Deliberate heat acclimatization — 10-14 days of running in warm conditions at reduced pace to maintain relative effort — produces measurable cardiovascular adaptations that persist for 2-3 weeks after returning to cooler conditions. The primary adaptation is plasma volume expansion: after 5-10 heat exposure sessions, circulating blood plasma volume increases by 4-12%. More plasma means more blood available simultaneously for cardiovascular delivery to working muscles and thermoregulatory delivery to the skin for cooling. The cardiovascular system becomes more capable without any structural increase in cardiac muscle.

Additional adaptations: earlier and more efficient sweat onset (the body learns to cool itself sooner), lower core temperature at any given workload, reduced cardiovascular strain at fixed pace, and improved perceived exertion at intensities that previously felt hard. Multiple studies have compared the performance benefits of altitude training versus heat acclimatization over equivalent time periods and found broadly comparable gains — at zero altitude camp cost.

The protocol is straightforward. For 10-14 consecutive days, run at easy to moderate effort in air temperatures above 28°C, or in warm clothing if the ambient temperature is cooler. Reduce pace by whatever amount is necessary to maintain the same relative effort level — typically 30-60 seconds per kilometre. Do not attempt quality sessions during the acclimatization window. Hydrate aggressively before, during, and after. The discomfort is highest in days 1-5; most runners report noticeable improvement by day 8-10.

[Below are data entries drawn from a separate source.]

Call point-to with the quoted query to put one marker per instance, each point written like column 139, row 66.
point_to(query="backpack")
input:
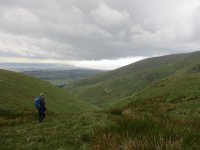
column 37, row 103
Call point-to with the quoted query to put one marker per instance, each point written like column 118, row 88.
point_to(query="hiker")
column 40, row 105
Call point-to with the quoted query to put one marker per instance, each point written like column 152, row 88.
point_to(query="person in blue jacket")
column 42, row 109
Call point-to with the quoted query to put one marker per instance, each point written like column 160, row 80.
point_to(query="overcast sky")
column 103, row 34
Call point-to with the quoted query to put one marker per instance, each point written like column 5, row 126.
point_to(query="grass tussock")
column 146, row 133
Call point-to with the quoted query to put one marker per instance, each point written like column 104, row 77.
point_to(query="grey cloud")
column 95, row 29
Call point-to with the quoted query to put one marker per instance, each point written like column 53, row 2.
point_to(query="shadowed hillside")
column 107, row 88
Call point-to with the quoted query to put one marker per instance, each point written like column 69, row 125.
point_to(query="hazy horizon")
column 96, row 34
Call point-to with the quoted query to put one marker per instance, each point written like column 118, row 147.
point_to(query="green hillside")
column 177, row 96
column 18, row 92
column 107, row 88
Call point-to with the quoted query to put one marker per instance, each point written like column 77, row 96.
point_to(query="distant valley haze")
column 95, row 34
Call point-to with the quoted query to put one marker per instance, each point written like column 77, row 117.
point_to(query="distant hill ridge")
column 18, row 92
column 107, row 88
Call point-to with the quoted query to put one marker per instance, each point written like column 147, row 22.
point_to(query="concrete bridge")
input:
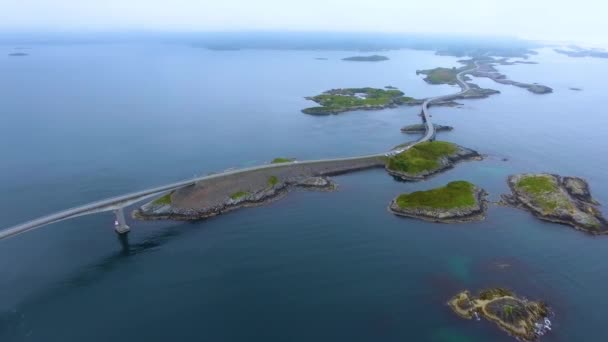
column 118, row 203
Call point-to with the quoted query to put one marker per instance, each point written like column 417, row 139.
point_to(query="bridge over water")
column 118, row 203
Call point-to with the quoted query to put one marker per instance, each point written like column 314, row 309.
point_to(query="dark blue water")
column 83, row 122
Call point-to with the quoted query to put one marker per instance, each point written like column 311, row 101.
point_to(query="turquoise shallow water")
column 83, row 122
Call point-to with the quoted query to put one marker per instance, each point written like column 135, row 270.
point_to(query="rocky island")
column 458, row 201
column 443, row 75
column 223, row 193
column 348, row 99
column 557, row 199
column 578, row 52
column 523, row 319
column 373, row 58
column 421, row 128
column 427, row 158
column 484, row 68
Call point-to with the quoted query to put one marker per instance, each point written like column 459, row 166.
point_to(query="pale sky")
column 564, row 20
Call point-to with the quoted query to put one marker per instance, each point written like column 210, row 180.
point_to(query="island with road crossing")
column 232, row 186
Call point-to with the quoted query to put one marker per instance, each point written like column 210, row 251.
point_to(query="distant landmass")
column 372, row 58
column 575, row 51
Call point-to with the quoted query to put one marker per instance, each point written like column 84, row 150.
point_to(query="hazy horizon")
column 541, row 20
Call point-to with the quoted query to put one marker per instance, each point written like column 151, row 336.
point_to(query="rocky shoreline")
column 487, row 69
column 421, row 128
column 521, row 318
column 476, row 212
column 445, row 163
column 567, row 201
column 166, row 211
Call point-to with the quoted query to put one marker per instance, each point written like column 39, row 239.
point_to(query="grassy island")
column 558, row 199
column 458, row 201
column 373, row 58
column 342, row 100
column 239, row 194
column 427, row 158
column 281, row 160
column 521, row 318
column 440, row 75
column 458, row 194
column 273, row 180
column 422, row 157
column 164, row 200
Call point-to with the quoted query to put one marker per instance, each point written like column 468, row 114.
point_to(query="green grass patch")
column 458, row 194
column 537, row 185
column 239, row 194
column 281, row 160
column 273, row 180
column 545, row 192
column 164, row 200
column 422, row 157
column 441, row 75
column 340, row 99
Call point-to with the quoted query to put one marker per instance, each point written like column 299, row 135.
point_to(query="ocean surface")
column 84, row 122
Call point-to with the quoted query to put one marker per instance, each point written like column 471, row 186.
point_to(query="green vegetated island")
column 578, row 52
column 558, row 199
column 372, row 58
column 458, row 201
column 336, row 101
column 426, row 159
column 485, row 68
column 521, row 318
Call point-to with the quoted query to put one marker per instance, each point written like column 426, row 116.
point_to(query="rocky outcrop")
column 568, row 202
column 421, row 128
column 476, row 212
column 166, row 211
column 521, row 318
column 486, row 69
column 444, row 163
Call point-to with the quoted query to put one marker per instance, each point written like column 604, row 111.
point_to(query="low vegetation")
column 272, row 181
column 422, row 157
column 281, row 160
column 545, row 192
column 340, row 100
column 457, row 194
column 440, row 75
column 164, row 200
column 373, row 58
column 239, row 194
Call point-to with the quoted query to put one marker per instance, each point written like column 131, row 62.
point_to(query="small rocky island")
column 557, row 199
column 578, row 52
column 421, row 128
column 426, row 159
column 484, row 68
column 373, row 58
column 442, row 75
column 336, row 101
column 523, row 319
column 163, row 208
column 458, row 201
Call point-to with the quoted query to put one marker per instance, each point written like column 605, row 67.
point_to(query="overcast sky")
column 579, row 20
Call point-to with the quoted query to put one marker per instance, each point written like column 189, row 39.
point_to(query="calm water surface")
column 83, row 122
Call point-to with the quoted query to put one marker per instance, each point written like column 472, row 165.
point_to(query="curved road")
column 122, row 201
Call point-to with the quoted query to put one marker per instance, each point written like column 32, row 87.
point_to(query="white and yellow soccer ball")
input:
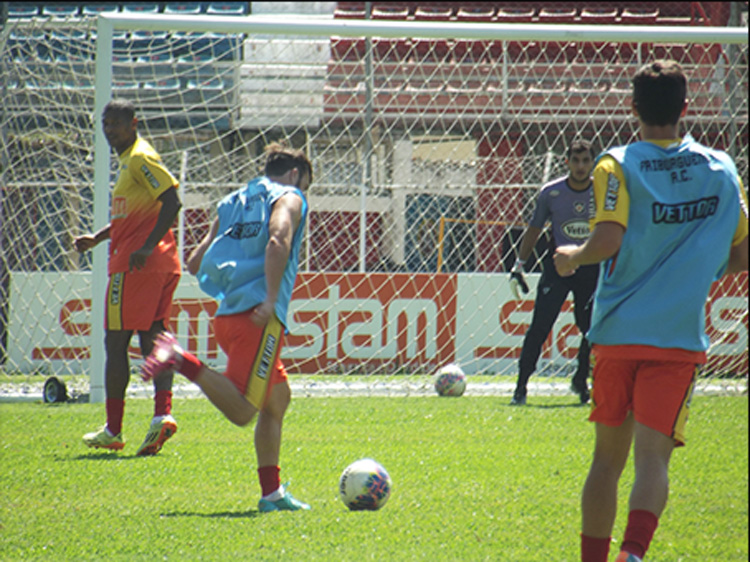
column 450, row 380
column 365, row 485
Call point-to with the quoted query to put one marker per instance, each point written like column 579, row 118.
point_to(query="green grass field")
column 474, row 479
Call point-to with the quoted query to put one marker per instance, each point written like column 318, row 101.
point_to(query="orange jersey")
column 142, row 178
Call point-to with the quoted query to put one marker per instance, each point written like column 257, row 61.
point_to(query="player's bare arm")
column 738, row 258
column 282, row 225
column 604, row 242
column 170, row 206
column 88, row 241
column 196, row 256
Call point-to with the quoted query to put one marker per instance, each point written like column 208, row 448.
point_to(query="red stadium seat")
column 639, row 16
column 480, row 14
column 390, row 12
column 435, row 12
column 515, row 15
column 599, row 16
column 557, row 15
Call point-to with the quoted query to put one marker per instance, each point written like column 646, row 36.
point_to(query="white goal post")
column 400, row 141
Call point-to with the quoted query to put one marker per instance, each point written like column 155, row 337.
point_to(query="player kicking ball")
column 248, row 261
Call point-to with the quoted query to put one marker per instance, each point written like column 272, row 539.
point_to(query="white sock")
column 275, row 495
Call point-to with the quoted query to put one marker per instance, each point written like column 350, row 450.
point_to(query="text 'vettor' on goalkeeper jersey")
column 141, row 179
column 568, row 211
column 233, row 268
column 682, row 206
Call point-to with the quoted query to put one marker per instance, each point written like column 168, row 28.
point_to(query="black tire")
column 54, row 391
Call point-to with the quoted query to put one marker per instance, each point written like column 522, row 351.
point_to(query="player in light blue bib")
column 670, row 219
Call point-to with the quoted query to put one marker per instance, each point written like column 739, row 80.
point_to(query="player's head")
column 119, row 124
column 580, row 160
column 659, row 92
column 281, row 159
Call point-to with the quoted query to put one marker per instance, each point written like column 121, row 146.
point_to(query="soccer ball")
column 450, row 380
column 365, row 485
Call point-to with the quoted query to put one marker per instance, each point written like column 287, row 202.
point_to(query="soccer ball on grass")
column 365, row 485
column 450, row 380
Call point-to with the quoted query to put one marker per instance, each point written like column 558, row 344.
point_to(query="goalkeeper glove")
column 517, row 281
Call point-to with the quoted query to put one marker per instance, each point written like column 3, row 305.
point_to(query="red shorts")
column 135, row 300
column 655, row 384
column 253, row 363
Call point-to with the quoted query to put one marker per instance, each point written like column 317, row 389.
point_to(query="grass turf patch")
column 473, row 479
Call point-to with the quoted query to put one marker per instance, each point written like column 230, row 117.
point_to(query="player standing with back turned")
column 671, row 218
column 248, row 262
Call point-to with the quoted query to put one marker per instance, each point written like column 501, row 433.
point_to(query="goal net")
column 429, row 143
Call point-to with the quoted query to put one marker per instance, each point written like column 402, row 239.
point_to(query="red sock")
column 639, row 532
column 163, row 403
column 115, row 408
column 190, row 366
column 593, row 549
column 270, row 479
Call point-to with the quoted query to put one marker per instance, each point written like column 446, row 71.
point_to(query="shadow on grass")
column 220, row 515
column 100, row 456
column 548, row 406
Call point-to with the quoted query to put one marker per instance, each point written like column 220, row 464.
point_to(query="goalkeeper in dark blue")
column 565, row 203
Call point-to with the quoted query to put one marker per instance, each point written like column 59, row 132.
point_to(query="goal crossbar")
column 265, row 26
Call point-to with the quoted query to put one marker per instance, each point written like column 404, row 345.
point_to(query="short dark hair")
column 121, row 107
column 659, row 92
column 580, row 145
column 281, row 158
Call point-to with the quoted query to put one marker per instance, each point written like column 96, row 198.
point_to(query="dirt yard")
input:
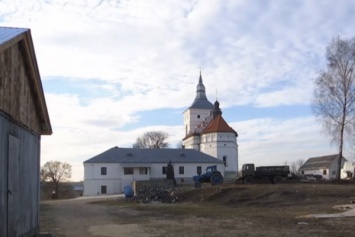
column 233, row 210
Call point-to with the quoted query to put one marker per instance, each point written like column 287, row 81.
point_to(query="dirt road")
column 253, row 211
column 77, row 217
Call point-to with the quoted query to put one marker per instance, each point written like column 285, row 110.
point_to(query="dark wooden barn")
column 23, row 119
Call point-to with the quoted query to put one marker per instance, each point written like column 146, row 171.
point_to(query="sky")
column 112, row 70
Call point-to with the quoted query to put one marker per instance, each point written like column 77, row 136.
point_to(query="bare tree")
column 180, row 145
column 295, row 167
column 154, row 139
column 334, row 93
column 56, row 172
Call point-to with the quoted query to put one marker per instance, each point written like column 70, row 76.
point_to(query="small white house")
column 348, row 170
column 325, row 166
column 110, row 171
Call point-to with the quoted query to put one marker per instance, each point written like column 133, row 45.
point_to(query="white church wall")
column 194, row 117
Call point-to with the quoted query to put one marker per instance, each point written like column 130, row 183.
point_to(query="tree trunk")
column 56, row 184
column 340, row 158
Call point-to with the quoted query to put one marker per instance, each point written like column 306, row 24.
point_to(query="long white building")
column 110, row 171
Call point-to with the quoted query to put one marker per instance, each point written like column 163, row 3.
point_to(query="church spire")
column 201, row 101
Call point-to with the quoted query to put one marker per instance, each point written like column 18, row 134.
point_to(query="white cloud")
column 147, row 54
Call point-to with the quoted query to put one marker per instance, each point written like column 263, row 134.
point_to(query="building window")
column 199, row 170
column 225, row 160
column 143, row 170
column 128, row 171
column 103, row 170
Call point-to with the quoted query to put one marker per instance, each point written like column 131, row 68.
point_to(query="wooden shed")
column 23, row 119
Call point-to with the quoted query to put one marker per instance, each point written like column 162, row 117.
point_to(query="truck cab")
column 248, row 170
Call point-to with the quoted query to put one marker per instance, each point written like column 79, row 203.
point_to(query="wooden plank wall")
column 19, row 212
column 16, row 96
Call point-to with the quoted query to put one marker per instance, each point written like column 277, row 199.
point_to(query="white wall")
column 348, row 166
column 115, row 179
column 219, row 145
column 191, row 120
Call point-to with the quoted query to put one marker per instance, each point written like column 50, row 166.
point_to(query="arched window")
column 225, row 160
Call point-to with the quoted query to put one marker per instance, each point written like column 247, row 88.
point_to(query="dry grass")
column 238, row 210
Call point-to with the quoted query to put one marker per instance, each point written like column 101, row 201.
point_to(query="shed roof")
column 320, row 162
column 133, row 156
column 10, row 36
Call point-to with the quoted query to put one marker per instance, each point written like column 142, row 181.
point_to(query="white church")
column 209, row 140
column 208, row 132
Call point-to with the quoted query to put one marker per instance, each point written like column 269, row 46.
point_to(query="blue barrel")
column 128, row 191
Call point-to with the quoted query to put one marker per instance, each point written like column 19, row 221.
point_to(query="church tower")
column 208, row 132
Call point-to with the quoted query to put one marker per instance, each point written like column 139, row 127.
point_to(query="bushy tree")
column 334, row 93
column 153, row 139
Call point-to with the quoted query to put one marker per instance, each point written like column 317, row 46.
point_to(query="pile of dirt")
column 268, row 194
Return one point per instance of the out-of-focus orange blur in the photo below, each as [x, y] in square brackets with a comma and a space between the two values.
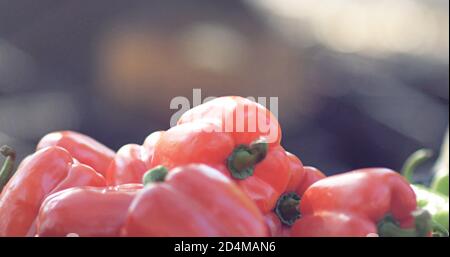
[360, 83]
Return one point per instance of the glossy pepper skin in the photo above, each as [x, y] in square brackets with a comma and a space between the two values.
[440, 181]
[428, 198]
[192, 201]
[253, 158]
[302, 177]
[83, 148]
[86, 211]
[49, 170]
[360, 203]
[132, 161]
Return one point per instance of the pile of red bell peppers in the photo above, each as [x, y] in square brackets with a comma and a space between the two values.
[199, 178]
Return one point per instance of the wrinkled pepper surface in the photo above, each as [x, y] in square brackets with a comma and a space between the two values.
[236, 136]
[83, 148]
[132, 161]
[364, 202]
[192, 201]
[280, 219]
[86, 211]
[47, 171]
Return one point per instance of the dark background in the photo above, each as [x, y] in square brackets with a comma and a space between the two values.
[360, 83]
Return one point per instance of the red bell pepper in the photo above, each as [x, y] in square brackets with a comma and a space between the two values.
[279, 223]
[83, 148]
[193, 200]
[361, 203]
[248, 153]
[132, 161]
[49, 170]
[86, 211]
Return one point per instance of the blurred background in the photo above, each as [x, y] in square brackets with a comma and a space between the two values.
[360, 83]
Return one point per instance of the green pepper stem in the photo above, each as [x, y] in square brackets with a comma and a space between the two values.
[157, 174]
[287, 208]
[243, 159]
[388, 227]
[7, 169]
[413, 161]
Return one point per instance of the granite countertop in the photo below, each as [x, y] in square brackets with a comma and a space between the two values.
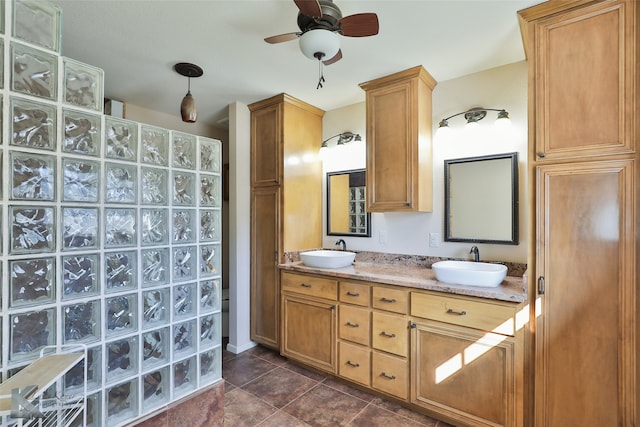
[512, 289]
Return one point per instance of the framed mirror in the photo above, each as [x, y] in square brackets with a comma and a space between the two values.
[481, 199]
[346, 204]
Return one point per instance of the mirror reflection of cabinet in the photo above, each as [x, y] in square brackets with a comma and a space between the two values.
[481, 199]
[346, 204]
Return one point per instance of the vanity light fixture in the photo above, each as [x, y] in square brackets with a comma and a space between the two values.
[343, 138]
[474, 115]
[188, 109]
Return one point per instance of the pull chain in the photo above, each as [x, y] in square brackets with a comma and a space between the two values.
[320, 75]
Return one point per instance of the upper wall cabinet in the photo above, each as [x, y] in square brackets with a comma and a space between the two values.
[399, 160]
[583, 108]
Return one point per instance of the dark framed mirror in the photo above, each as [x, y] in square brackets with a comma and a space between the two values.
[346, 204]
[481, 199]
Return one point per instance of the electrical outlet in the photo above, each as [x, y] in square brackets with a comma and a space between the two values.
[434, 240]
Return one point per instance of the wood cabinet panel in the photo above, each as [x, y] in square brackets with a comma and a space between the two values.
[354, 363]
[265, 283]
[354, 324]
[583, 113]
[390, 333]
[355, 293]
[388, 299]
[390, 374]
[464, 374]
[308, 331]
[399, 159]
[310, 285]
[588, 318]
[282, 127]
[266, 145]
[464, 312]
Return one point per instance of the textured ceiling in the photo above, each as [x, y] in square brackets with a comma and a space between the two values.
[137, 42]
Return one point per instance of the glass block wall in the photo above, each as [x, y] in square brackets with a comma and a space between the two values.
[111, 232]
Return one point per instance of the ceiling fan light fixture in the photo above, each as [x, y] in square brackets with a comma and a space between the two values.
[319, 44]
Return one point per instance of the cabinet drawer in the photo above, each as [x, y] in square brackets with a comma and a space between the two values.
[472, 314]
[355, 363]
[355, 293]
[390, 333]
[354, 324]
[310, 285]
[388, 299]
[390, 374]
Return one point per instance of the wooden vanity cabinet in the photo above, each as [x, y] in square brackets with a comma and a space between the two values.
[457, 358]
[390, 341]
[309, 320]
[399, 159]
[584, 86]
[462, 367]
[281, 127]
[579, 113]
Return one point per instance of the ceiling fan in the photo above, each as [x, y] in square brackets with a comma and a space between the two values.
[320, 23]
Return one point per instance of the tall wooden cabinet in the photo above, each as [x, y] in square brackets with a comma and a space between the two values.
[399, 159]
[584, 186]
[286, 189]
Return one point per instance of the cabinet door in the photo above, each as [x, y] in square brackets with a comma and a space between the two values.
[391, 151]
[266, 145]
[465, 374]
[309, 331]
[265, 249]
[584, 68]
[586, 302]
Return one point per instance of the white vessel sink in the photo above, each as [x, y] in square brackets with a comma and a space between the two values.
[469, 273]
[327, 259]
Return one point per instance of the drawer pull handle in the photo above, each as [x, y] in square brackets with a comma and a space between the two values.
[389, 377]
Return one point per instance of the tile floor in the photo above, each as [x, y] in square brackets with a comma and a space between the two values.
[264, 389]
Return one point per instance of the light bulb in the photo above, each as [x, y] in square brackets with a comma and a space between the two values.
[324, 42]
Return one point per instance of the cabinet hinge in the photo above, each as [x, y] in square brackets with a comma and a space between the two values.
[541, 285]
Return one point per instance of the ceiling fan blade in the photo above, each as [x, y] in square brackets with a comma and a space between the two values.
[282, 38]
[336, 58]
[309, 7]
[359, 25]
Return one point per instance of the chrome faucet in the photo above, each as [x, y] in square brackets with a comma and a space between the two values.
[476, 253]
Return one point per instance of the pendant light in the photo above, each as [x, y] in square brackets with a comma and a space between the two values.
[188, 109]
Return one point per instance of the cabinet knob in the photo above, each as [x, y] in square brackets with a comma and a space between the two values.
[541, 285]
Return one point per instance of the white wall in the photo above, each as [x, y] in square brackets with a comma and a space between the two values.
[172, 121]
[407, 233]
[239, 227]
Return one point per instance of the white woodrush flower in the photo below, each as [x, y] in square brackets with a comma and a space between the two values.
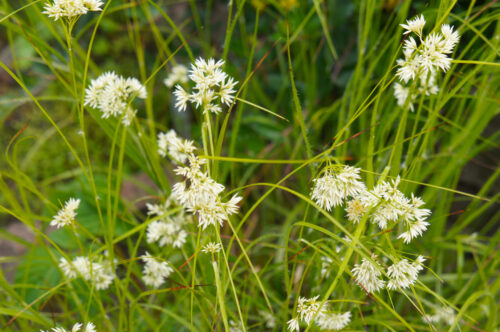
[211, 248]
[402, 274]
[99, 272]
[416, 25]
[443, 314]
[451, 38]
[424, 59]
[355, 210]
[415, 219]
[172, 145]
[178, 75]
[67, 214]
[385, 203]
[313, 311]
[71, 9]
[201, 196]
[166, 233]
[212, 87]
[168, 229]
[333, 321]
[308, 309]
[181, 98]
[155, 271]
[227, 91]
[367, 275]
[89, 327]
[332, 188]
[112, 95]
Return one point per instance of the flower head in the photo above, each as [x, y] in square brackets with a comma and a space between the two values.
[333, 321]
[332, 188]
[201, 196]
[71, 9]
[416, 25]
[174, 146]
[67, 214]
[112, 95]
[212, 87]
[423, 59]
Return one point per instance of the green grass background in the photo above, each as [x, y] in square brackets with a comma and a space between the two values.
[327, 68]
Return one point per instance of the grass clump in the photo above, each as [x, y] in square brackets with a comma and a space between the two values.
[250, 166]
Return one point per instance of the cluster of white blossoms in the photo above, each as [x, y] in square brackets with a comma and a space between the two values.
[212, 248]
[333, 187]
[213, 87]
[67, 214]
[423, 60]
[71, 8]
[200, 194]
[174, 146]
[167, 230]
[98, 272]
[403, 273]
[178, 75]
[89, 327]
[155, 272]
[383, 204]
[312, 311]
[112, 94]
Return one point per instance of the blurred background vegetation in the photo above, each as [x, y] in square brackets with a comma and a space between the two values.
[340, 51]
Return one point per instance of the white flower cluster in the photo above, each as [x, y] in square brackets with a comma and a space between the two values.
[167, 230]
[71, 8]
[312, 311]
[401, 274]
[178, 75]
[67, 214]
[89, 327]
[174, 146]
[155, 271]
[213, 87]
[332, 188]
[423, 60]
[112, 94]
[212, 248]
[201, 195]
[98, 272]
[384, 203]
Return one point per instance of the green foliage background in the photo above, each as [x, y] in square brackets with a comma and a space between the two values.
[326, 67]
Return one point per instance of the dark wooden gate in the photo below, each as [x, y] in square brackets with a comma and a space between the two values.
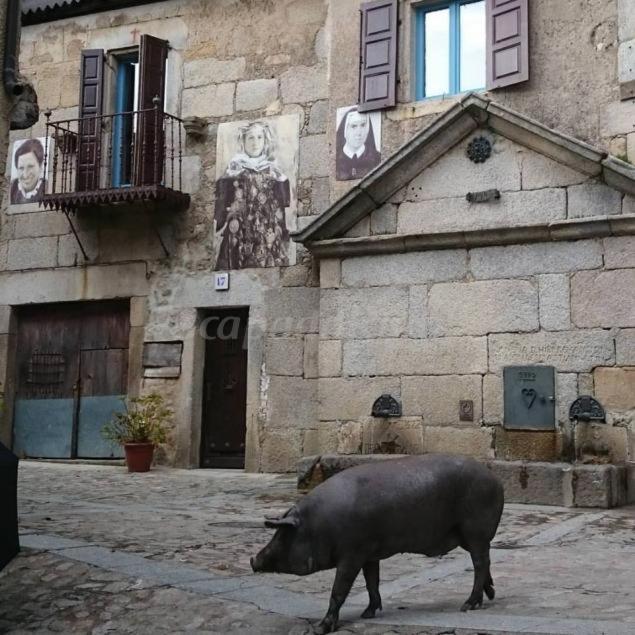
[72, 373]
[225, 389]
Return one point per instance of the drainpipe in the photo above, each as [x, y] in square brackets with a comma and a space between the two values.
[25, 111]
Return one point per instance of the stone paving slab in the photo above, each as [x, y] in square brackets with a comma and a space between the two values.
[169, 551]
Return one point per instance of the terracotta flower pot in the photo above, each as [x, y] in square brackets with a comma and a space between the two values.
[139, 456]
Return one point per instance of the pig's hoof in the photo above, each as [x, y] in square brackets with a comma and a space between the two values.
[471, 605]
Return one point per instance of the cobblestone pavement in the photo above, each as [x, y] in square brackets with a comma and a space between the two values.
[105, 551]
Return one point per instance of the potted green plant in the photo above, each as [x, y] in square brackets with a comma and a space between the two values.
[142, 426]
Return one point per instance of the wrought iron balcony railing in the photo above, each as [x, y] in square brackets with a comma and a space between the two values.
[127, 157]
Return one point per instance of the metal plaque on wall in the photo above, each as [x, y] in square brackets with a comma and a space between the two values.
[529, 395]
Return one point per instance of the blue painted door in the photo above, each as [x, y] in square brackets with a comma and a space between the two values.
[71, 375]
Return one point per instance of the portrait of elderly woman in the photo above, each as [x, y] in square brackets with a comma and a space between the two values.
[27, 171]
[358, 143]
[254, 208]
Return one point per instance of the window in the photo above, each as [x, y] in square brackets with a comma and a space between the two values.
[450, 47]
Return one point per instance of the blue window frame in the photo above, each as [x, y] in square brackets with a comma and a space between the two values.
[449, 47]
[126, 88]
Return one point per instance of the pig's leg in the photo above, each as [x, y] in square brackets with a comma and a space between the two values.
[371, 575]
[345, 575]
[480, 560]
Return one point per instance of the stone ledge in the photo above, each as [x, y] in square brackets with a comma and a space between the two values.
[536, 483]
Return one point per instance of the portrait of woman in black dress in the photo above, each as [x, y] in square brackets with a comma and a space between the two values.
[357, 143]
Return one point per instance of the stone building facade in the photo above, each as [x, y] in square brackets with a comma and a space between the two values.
[399, 284]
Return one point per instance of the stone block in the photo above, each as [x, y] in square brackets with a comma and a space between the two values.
[625, 348]
[475, 442]
[311, 356]
[314, 156]
[352, 398]
[32, 253]
[619, 252]
[304, 84]
[418, 312]
[440, 180]
[482, 307]
[69, 253]
[592, 199]
[535, 483]
[349, 437]
[393, 436]
[540, 172]
[256, 94]
[318, 117]
[521, 445]
[292, 310]
[456, 214]
[5, 319]
[215, 100]
[555, 302]
[212, 71]
[439, 356]
[280, 450]
[599, 486]
[567, 351]
[493, 405]
[603, 298]
[436, 399]
[626, 61]
[526, 260]
[360, 229]
[566, 394]
[39, 224]
[320, 195]
[138, 311]
[284, 356]
[403, 269]
[292, 402]
[615, 388]
[617, 118]
[330, 273]
[384, 220]
[363, 313]
[330, 358]
[601, 443]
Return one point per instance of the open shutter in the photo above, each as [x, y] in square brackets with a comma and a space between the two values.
[507, 42]
[149, 158]
[90, 111]
[378, 55]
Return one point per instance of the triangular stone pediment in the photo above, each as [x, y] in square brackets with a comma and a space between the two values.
[534, 177]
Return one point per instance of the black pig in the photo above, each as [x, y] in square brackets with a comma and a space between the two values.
[426, 504]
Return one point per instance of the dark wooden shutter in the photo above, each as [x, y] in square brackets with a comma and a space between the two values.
[507, 42]
[90, 111]
[378, 55]
[153, 54]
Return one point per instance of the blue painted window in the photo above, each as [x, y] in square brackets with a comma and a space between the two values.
[124, 125]
[450, 47]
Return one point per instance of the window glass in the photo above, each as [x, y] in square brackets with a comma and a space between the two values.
[472, 43]
[437, 52]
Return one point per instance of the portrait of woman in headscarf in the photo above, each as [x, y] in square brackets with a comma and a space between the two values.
[251, 200]
[357, 143]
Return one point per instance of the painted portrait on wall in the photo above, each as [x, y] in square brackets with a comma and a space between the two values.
[358, 143]
[256, 198]
[28, 181]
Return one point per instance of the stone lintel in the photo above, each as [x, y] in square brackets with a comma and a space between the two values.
[565, 230]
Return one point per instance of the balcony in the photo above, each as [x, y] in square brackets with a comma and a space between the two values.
[112, 161]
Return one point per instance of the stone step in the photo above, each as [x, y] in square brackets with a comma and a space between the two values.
[563, 484]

For indoor runners: sauna exposure produces a subset of the heat adaptations without the running component. 20-30 minutes in a sauna at 80-100°C after running sessions, performed 3-4 times per week for 3 weeks, has measurable effects on plasma volume and heat tolerance. Not a replacement for proper outdoor heat training, but an accessible option for runners in cold climates or without outdoor access.

The performance window after heat acclimatization peaks at 2-3 weeks post-exposure. Plan accordingly: 10-14 days of heat training concluding 14-21 days before a target race places you exactly in the adaptation window when it matters most.